57 mins ago
7,851
Author: Shew, Xianyang GodRealmX
Hyperliquid is one of the most influential on-chain order book exchanges. Its TVL has exceeded 2 billion US dollars. While being evaluated by Messari as "Binance on the chain", it has even included Layer 3 and application chains that have faded out of the public eye. Narratives are thrust back into the spotlight. With the brilliant achievement of raising FDV to US$30 billion within one month of Token's launch, Hyperliquid has gained widespread attention from ordinary users to practitioners. At the same time, a large number of research reports on Hyperliquid have emerged on the market, but these articles are basically Focusing on its features in order book product functions and trading mechanisms, it did not delve into the technical structure and security risks behind it.
The author of this article aims to fill this gap and examine Hyperliquid purely from the perspective of technical structure and safety, so as to help more people understand the structure and structure of this star project. principle. We will elaborate on the structure and hidden dangers of the Hyperliquid cross-chain bridge contract and the double-chain structure of HyperEVM and HyperL1 to help everyone understand the technical architecture and implementation behind it.
(Hyperliquid currently accounts for 67% of the total USDC supply on Arbitrum)< /p>
HyperLiquid cross-chain bridge analysis
Since HyperLiquid does not have open source core components, but has open sourced related bridge contracts, we have a better understanding of the risks associated with bridge contracts. Hyperliquid has deployed a bridge contract on Arbitrum to store USDC assets deposited by users. We can see part of the behavior of the Hyperliquid node in the Bridge component.
Verifier set
From the perspective of node identity division, Hyperliquid has 4 groups Validators, respectively hotValidatorSet, coldValidatorSet>And finalizers and lockers, corresponding to different functions. Among them, hotValidatorSet is used to respond to high-frequency behaviors such as user withdrawal operations. Hot wallets are generally used to respond to Hyperliquid users' withdrawal requests at any time.
And coldValidatorSet is mainly used to modify the system configuration, such as rewriting hotValidatorSet or lockers code> waits for the list of validator sets, or handles the locking status of the bridge contract, and coldValidatorSet has the right to directly invalidate certain withdrawal requests.

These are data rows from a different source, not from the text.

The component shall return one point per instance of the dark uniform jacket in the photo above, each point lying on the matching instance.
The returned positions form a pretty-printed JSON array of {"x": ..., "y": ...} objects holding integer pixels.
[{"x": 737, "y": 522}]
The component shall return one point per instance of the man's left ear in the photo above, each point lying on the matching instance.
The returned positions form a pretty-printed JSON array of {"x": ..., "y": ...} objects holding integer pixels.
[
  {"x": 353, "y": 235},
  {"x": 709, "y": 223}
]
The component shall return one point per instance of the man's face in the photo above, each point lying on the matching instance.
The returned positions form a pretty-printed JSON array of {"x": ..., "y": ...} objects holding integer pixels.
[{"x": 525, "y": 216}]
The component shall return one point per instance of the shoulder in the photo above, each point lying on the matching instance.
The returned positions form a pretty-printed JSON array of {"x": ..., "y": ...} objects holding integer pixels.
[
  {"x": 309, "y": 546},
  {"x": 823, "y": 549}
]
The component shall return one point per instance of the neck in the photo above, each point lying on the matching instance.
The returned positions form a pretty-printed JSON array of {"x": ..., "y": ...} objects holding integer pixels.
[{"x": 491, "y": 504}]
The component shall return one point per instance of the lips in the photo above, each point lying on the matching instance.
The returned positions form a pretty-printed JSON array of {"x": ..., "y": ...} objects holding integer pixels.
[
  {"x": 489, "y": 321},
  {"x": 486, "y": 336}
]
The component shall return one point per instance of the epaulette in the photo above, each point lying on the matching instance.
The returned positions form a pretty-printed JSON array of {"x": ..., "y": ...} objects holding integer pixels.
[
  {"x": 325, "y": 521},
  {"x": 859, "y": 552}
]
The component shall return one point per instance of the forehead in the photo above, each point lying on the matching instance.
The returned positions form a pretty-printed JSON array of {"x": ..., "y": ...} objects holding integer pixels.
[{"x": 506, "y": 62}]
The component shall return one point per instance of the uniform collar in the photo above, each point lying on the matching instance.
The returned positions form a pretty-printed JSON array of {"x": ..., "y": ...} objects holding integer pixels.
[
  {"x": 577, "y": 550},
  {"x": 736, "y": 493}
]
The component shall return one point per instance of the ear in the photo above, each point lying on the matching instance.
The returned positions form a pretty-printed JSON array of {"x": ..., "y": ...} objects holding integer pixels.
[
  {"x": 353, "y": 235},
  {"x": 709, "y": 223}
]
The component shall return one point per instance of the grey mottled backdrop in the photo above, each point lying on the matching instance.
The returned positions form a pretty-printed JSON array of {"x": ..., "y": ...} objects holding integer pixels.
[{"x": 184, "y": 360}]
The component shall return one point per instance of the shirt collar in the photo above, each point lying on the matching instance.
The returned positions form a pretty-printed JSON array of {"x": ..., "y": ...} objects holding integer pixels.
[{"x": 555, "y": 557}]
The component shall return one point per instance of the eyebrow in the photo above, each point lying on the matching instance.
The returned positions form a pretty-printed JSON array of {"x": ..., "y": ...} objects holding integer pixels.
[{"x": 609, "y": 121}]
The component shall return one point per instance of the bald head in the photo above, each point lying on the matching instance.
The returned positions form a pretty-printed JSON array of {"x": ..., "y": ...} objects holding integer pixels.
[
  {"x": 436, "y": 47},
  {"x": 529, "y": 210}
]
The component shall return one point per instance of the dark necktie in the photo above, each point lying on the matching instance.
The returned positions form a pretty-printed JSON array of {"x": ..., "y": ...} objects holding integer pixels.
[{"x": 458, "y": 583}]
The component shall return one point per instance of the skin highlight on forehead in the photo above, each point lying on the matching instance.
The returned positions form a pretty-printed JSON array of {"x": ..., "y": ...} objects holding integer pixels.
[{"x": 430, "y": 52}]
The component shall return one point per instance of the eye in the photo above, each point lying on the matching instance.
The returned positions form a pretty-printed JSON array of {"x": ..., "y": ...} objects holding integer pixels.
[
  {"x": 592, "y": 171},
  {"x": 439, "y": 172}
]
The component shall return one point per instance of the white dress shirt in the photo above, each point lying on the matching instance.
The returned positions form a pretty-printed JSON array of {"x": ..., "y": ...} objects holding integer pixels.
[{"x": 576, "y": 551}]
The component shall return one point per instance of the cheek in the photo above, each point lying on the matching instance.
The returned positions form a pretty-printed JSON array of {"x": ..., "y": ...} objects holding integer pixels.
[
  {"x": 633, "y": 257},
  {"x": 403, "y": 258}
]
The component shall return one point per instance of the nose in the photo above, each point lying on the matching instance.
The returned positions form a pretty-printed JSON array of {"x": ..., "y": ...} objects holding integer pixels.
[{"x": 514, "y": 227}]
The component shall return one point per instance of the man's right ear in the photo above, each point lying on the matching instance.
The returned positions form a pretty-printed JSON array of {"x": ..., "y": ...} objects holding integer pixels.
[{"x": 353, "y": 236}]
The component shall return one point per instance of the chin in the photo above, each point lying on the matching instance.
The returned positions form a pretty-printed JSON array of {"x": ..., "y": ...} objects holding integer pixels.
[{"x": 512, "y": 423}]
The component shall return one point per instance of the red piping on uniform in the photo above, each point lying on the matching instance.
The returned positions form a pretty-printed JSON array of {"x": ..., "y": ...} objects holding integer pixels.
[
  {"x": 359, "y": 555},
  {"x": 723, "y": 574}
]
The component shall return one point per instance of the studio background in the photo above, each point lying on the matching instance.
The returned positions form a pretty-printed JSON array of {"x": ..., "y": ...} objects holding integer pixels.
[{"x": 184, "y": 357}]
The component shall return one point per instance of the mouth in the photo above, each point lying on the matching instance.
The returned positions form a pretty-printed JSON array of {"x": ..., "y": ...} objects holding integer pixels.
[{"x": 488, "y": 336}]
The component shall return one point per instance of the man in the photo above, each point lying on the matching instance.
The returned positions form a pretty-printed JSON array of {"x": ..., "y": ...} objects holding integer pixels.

And lockers is a group of verifiers with special permissions, similar to the "security committee" used by Layer2, which will be used in some emergencies. In the event of a problem, a vote is used to decide whether to suspend the operation of the cross-chain bridge. Currently, the lockers set of the Hyperliquid bridge contains 5 addresses, and only 2 locker votes are needed to suspend the operation of the bridge contract.
As for finalizers, they are actually a special group of verifiers , mainly used to confirm the status changes of the cross-chain bridge. From the contract level, the main confirmation is user deposits and withdrawals. Hyperliquid's cross-chain bridge uses a "submit-confirm" mechanism. For example, after a user initiates a withdrawal, it will not be executed immediately and needs to wait for a period of time (this period is called the dispute period). After the dispute period ends, members within finalizers execute the withdrawal transaction, and then the withdrawal can be executed normally.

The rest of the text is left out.